Just four crops - wheat, maize, rice and soybean - provide two-thirds of the world’s food supply. But scientists in Malaysia are trying to change that by reviving crops that have been relegated to the sidelines.
By Preeti Jha22 August 2018
On a small fruit farm near the Straits of Malacca Lim Kok Ann is down to just one tree growing kedondong, a crunchy, tart berry that Malaysians mostly use in pickles and salads. "It's not very well-known," says the 45-year-old, who is instead focusing on longan berries and pineapples, which have bigger markets. For a smallholder like Lim, demand for kedondong would have to grow rapidly to justify scaling up his business. "We have to grow what is profitable," he says.

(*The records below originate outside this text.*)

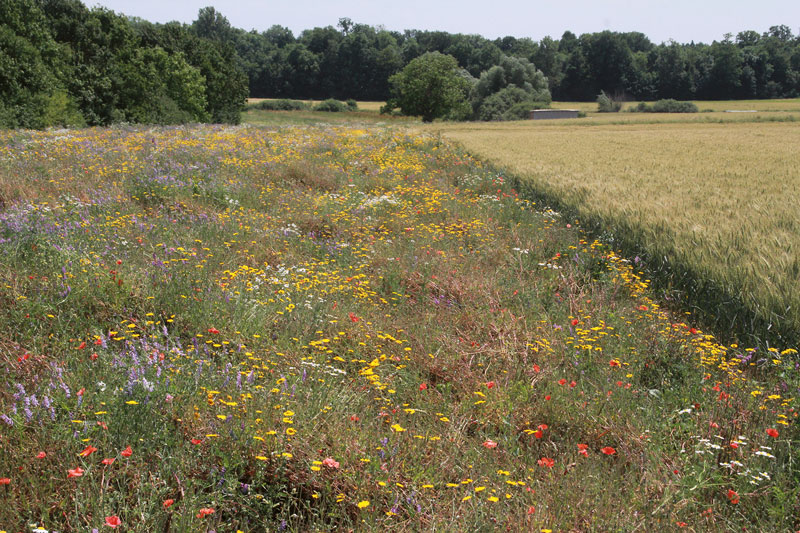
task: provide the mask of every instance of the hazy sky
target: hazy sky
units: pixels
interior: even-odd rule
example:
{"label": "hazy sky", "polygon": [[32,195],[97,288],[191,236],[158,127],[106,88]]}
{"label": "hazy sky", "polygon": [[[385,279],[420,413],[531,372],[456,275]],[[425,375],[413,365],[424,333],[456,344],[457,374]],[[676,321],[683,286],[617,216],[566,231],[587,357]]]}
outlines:
{"label": "hazy sky", "polygon": [[340,17],[389,30],[443,30],[558,38],[602,30],[641,31],[655,43],[674,39],[710,43],[725,33],[784,24],[800,30],[798,0],[84,0],[151,22],[191,22],[211,5],[230,23],[263,31],[273,24],[295,36],[316,26],[336,26]]}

But less than an hour away in the Malaysian countryside, inside three giant, sleek and silver domes, scientists are trying to change the future of food. They're pushing the boundaries of what humans eat by growing and processing so-called ‘alternative' crops - such as kedondong.
At the headquarters of global research centre Crops For the Future (CFF) this particular under-used fruit has been turned into an effervescent, sugar-free juice, high in vitamin C and getting top marks in sensory evaluations.
"Anything you see here is a forgotten crop," says Sayed Azam-Ali of the abundant plants weaving through the gardens of CFF outside Malaysia's capital Kuala Lumpur.
Spindly moringa trees, cream-coloured bambara groundnuts, the sour kedondong berry - these are crops which have been farmed for centuries but are virtually unknown outside the places where they grow. Even here, demand is dwindling. They've been relegated to the sidelines, says CFF head Azam-Ali, in favour of the "big four".
Prof Azam-Ali explains that just four crops - wheat, maize, rice and soybean - provide two-thirds of the world's food supply. "We're dependent on these four," he says. "But actually there's 7,000 crops we've been farming for thousands of years. We ignore all of those."